Hardware Tracing
The SDSoC environment supports hardware event tracing of accelerators cross-compiled using Vivado HLS, and data transfers over AXI4-Stream connections. When the sdscc/++ linker is invoked with the -trace option, it automatically inserts hardware monitor IP cores into the generated system to log these event types:
- Accelerator start and stop, defined by
ap_startandap_donesignals. - Data transfer start and stop, defined by AXI4-Stream handshake and TLAST signals.
ap_start
and ap_done signals are not part of the IP
interface:#pragma HLS interface s_axilite port=fooTo give you an idea of the approximate resource utilization of these hardware monitor cores, the following table shows the resource utilization of these cores for a Zynq-7000 (xc7z020-1clg400) device:
| Core Name | LUTs | FFs | BRAMs | DSPs |
|---|---|---|---|---|
| Accelerator | 79 | 18 | 0 | 0 |
| AXI4-Stream (basic) | 79 | 14 | 0 | 0 |
| AXI4-Stream (statistics) | 132 | 183 | 0 | 0 |
The AXI4-Stream monitor core has two modes: basic and statistics.
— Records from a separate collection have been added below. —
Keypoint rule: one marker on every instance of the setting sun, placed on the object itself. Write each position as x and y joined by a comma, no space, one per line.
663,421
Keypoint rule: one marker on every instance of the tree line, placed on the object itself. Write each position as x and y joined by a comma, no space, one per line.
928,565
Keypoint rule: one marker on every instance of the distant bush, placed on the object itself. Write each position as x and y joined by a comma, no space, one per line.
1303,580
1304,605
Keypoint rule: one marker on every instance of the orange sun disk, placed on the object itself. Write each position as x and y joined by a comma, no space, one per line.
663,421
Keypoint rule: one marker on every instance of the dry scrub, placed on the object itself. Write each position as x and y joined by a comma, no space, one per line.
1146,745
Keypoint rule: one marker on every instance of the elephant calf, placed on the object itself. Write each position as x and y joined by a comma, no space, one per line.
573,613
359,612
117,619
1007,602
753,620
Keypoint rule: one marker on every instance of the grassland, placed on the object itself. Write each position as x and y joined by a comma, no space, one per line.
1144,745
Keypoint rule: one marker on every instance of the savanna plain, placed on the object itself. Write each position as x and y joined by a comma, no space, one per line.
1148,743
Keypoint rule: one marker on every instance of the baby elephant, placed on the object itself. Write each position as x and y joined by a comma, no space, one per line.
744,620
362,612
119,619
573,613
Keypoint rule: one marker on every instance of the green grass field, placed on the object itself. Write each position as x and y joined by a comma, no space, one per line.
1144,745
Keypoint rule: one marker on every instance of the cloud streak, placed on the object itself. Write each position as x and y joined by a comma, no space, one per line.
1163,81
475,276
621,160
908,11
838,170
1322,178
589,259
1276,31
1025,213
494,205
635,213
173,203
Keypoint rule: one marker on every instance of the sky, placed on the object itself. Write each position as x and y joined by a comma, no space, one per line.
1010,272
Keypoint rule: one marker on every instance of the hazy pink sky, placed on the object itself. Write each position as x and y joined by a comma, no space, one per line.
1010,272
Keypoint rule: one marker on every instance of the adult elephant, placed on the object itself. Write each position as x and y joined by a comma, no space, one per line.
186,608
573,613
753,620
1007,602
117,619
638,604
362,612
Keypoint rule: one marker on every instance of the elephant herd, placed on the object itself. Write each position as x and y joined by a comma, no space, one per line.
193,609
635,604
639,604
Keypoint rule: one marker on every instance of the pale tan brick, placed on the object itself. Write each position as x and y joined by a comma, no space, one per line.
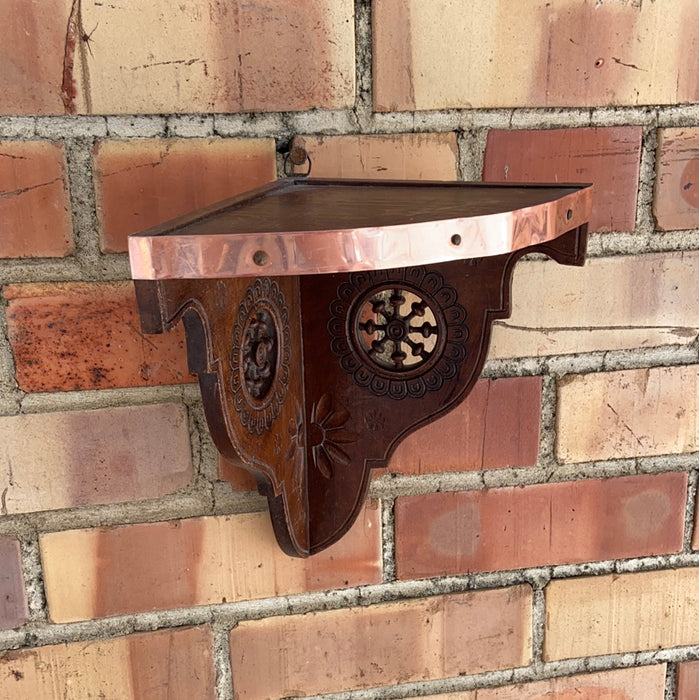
534,53
609,304
642,683
143,183
76,458
32,51
630,413
439,534
34,200
688,681
399,156
210,56
176,664
621,613
201,561
676,200
383,644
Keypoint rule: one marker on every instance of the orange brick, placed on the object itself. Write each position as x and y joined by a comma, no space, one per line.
143,183
90,457
538,54
13,601
34,200
648,301
31,56
400,156
215,57
512,528
642,683
630,413
676,201
173,664
496,426
607,157
400,642
87,336
621,613
201,561
688,681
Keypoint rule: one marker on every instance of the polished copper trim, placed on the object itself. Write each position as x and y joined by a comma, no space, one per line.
177,251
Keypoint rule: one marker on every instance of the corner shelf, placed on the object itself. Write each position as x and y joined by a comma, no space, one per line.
328,319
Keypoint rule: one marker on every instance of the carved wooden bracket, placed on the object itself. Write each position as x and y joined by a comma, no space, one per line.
327,320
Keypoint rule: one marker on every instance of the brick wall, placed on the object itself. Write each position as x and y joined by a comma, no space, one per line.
539,541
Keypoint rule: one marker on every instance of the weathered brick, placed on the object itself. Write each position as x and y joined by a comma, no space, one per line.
630,413
398,156
607,157
34,200
173,664
139,184
13,600
77,336
541,54
513,528
399,642
31,56
642,683
200,561
688,681
65,459
676,200
214,57
621,613
496,426
648,301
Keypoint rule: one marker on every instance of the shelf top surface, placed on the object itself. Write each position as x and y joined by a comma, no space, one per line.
312,226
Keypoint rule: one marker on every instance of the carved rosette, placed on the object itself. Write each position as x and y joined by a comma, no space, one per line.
399,333
260,356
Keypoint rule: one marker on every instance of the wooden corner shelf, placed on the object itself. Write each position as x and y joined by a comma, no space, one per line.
328,319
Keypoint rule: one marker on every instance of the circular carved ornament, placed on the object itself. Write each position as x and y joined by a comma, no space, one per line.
399,333
260,356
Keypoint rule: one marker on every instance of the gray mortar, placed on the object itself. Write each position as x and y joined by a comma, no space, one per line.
207,495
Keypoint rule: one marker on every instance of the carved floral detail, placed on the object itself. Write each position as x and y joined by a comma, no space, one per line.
325,434
399,333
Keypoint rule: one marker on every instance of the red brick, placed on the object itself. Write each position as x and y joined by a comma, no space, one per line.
176,664
31,56
688,681
396,156
90,457
608,157
640,683
621,613
676,202
496,426
80,336
629,413
200,561
512,528
412,640
34,200
535,54
13,601
143,183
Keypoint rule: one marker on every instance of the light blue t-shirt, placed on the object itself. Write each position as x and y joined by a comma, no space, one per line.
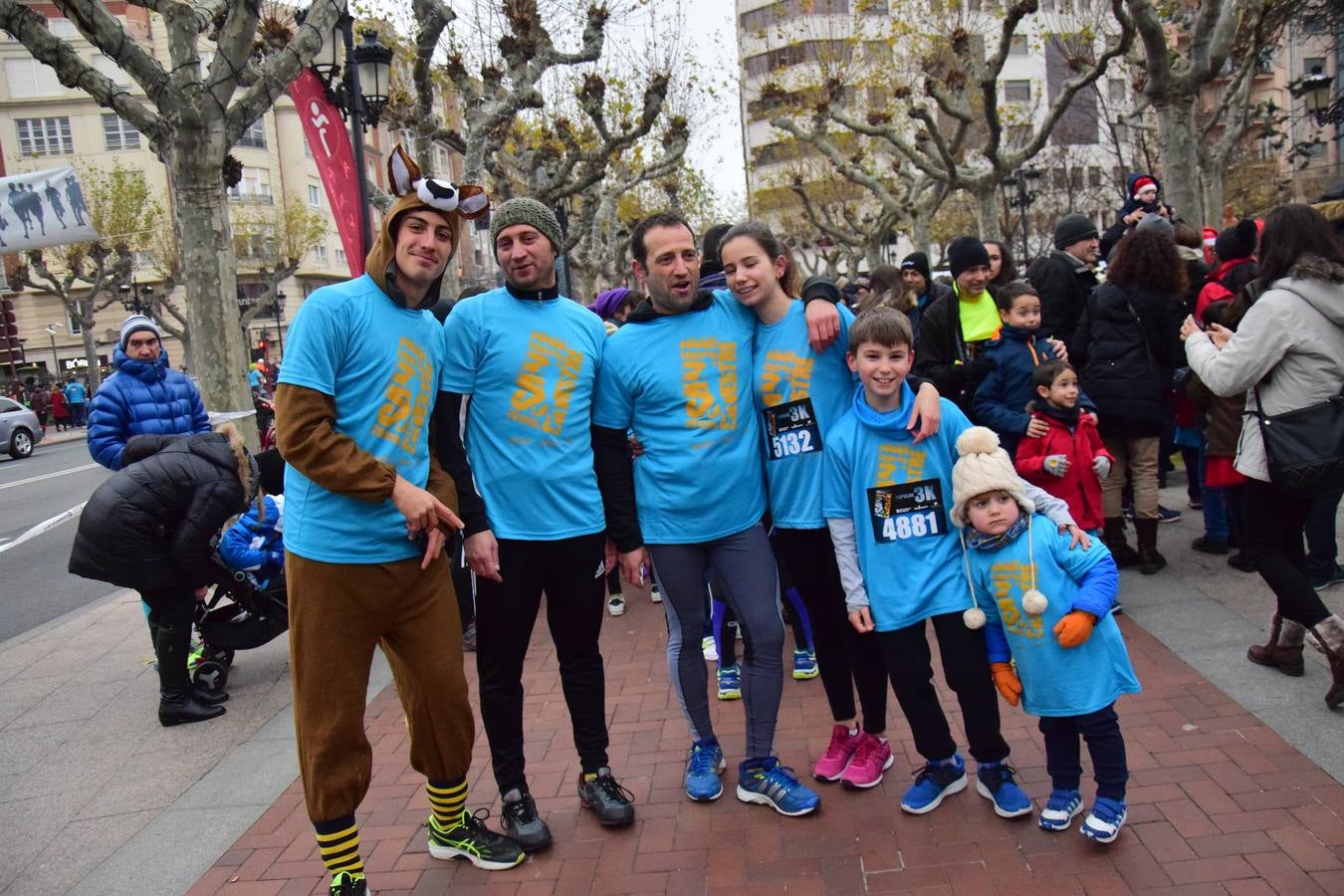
1055,681
683,383
530,368
899,497
382,362
798,395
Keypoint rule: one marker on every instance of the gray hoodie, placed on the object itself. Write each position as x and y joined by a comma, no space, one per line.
1294,336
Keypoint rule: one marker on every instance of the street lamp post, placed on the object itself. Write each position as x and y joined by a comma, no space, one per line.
56,361
1023,179
368,64
280,307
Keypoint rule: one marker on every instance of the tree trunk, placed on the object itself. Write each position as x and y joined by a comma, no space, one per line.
987,212
210,276
1179,153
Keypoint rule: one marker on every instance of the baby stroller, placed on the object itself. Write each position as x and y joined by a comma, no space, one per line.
241,614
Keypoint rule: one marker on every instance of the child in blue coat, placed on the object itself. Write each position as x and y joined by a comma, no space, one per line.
1045,608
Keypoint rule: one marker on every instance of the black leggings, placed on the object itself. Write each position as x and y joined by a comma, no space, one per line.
967,669
1271,534
506,612
847,660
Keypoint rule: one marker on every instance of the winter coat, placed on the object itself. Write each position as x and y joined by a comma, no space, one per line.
1063,289
149,527
141,398
943,354
1003,396
1079,487
1290,344
1225,281
256,543
1128,341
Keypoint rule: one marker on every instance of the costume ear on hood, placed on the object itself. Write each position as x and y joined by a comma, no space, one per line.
414,191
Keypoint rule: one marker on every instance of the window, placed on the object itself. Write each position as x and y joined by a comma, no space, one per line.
254,135
1016,92
30,78
118,133
62,29
45,137
253,187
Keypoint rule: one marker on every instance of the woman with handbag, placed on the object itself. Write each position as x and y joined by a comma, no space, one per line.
1287,352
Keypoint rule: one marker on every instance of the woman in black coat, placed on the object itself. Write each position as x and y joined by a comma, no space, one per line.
150,527
1126,345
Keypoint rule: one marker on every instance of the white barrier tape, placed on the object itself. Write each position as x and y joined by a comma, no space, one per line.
46,526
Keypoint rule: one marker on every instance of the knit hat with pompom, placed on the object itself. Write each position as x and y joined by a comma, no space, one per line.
984,466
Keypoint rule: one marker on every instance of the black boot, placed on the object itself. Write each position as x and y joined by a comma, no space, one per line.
1149,560
1113,537
176,702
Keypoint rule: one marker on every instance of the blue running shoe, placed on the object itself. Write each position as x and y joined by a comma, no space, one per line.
730,683
703,766
1104,822
995,782
933,782
805,665
772,784
1060,808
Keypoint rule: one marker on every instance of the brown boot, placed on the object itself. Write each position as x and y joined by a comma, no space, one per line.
1149,560
1113,537
1328,635
1283,650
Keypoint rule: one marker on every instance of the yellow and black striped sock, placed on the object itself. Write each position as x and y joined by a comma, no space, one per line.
446,799
337,841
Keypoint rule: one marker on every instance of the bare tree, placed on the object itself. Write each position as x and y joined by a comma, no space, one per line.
192,112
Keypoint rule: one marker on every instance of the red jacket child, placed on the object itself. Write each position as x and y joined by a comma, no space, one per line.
1079,443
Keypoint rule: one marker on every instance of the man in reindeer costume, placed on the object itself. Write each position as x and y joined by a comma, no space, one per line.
367,515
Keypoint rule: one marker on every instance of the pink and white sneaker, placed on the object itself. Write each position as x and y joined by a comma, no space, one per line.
871,758
837,755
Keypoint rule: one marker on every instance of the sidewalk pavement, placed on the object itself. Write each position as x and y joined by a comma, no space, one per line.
1233,776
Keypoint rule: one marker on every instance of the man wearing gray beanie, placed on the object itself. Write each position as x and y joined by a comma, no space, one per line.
1064,278
527,493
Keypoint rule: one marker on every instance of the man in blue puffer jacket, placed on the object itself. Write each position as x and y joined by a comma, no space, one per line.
145,396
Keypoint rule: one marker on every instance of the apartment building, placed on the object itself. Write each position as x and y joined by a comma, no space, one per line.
45,123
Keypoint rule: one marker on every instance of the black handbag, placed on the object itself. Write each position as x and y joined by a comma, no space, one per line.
1305,448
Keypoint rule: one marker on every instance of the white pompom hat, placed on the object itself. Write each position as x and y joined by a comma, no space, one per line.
984,466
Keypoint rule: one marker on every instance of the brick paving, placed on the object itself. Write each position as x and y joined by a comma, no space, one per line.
1218,803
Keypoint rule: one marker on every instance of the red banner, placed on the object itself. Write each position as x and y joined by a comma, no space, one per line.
330,141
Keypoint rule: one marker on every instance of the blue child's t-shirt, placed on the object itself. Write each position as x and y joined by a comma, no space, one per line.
683,383
530,368
798,395
899,497
380,362
1056,681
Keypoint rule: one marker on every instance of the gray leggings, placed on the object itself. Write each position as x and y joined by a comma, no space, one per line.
745,563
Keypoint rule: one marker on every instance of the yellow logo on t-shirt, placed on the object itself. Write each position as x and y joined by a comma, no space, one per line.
785,368
898,464
531,404
705,360
406,400
1010,577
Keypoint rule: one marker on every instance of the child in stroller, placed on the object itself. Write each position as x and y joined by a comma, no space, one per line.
252,555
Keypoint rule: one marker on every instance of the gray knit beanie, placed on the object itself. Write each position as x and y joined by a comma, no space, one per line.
527,211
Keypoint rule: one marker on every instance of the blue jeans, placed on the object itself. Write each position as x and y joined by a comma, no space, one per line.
1320,535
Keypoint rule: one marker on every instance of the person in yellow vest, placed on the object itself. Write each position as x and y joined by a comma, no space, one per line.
955,330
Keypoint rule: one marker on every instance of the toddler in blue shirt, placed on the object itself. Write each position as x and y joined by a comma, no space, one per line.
1045,608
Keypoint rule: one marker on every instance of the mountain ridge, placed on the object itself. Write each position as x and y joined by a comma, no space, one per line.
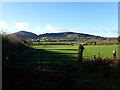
30,35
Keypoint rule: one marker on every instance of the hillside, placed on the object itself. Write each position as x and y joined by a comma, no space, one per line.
24,34
63,36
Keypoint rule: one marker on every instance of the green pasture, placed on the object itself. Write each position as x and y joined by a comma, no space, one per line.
104,50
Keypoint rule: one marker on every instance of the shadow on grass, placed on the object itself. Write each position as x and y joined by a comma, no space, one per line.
36,68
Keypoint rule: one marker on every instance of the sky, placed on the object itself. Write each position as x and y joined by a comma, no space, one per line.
96,18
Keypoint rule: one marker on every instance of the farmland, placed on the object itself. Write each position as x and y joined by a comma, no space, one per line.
104,50
56,66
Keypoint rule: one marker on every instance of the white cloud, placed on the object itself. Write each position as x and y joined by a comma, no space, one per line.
4,27
54,29
21,26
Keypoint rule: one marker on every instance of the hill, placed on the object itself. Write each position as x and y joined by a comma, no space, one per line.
63,36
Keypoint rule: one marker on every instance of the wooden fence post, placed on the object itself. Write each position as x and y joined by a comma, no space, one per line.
80,53
114,54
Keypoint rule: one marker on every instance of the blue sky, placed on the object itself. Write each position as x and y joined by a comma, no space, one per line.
97,18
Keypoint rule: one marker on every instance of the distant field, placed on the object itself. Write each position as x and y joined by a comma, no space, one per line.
104,50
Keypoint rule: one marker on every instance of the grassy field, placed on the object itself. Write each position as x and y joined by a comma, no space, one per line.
104,50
The basic mode does just the start/stop trace event generation. The statistics mode enables an AXI4-Lite interface to two 32-bit registers. The register at offset 0x0 presents the word count of the current, on-going transfer. The register at offset 0x4 presents the word count of the previous transfer. As soon as a transfer is complete, the current count is moved to the previous register. By default, the AXI4-Stream core is configured in the basic mode. Future releases will enable the user to choose which mode to use. The core does support it today so adventurous users could potentially configure the core manually in the Vivado tools. However, this is not supported in the current release.
In addition to the hardware trace monitor cores, the output trace event signals are combined by a single integration core. This core has a parameterizeable number of ports (from 1–63), and can thus support up to 63 individual monitor cores (either accelerator or AXI4-Stream). The resource utilization of this core depends on the number of ports enabled, and thus the number of monitor cores inserted. The following table shows the resource utilization of this core for a Zynq-7000 (xc7z020-1clg400) device:
| Number of Ports | LUTs | FFs | BRAMs | DSPs |
|---|---|---|---|---|
| 1 | 241 | 404 | 0 | 0 |
| 2 | 307 | 459 | 0 | 0 |
| 3 | 366 | 526 | 0 | 0 |
| 4 | 407 | 633 | 0 | 0 |
| 6 | 516 | 686 | 0 | 0 |
| 8 | 644 | 912 | 0 | 0 |
| 16 | 1243 | 1409 | 0 | 0 |
| 32 | 2190 | 2338 | 0 | 0 |
| 63 | 3830 | 3812 | 0 | 0 |
Depending on the number of ports (i.e., monitor cores), the integration core will use on average 110 flip-flops (FFs) and 160 look-up tables (LUTs). At the system level for example, the resource utilization for the matrix multiplication template application on the ZC702 platform (using the same xc7z020-1clg400 part) is shown in the table below:
| System | LUTs | FFs | BRAMs | DSPs |
|---|---|---|---|---|
| Base (no trace) | 16,433 | 21,426 | 46 | 160 |
| Event trace enabled | 17,612 | 22,829 | 48 | 160 |
Based on the results above, the difference in designs is approximately 1,000 LUTs, 1,200 FFs, and two BRAMs. This design has a single accelerator with three AXI4-Stream ports (two inputs and one output). When event trace is enabled, four monitors are inserted into the system (one accelerator and three AXI4-Stream monitors), in addition to a single integration core and other associated read-out logic. Given the resource estimations above, 720 LUTs and 700 FFs are from the actual trace monitoring hardware (monitors and integration core). The remaining 280 LUTs, 500 FFs and two BRAMs are from the read-out logic which converts the AXI4-Stream output trace data stream to JTAG. The resource utilization for this read-out logic is static and does not vary based on the design.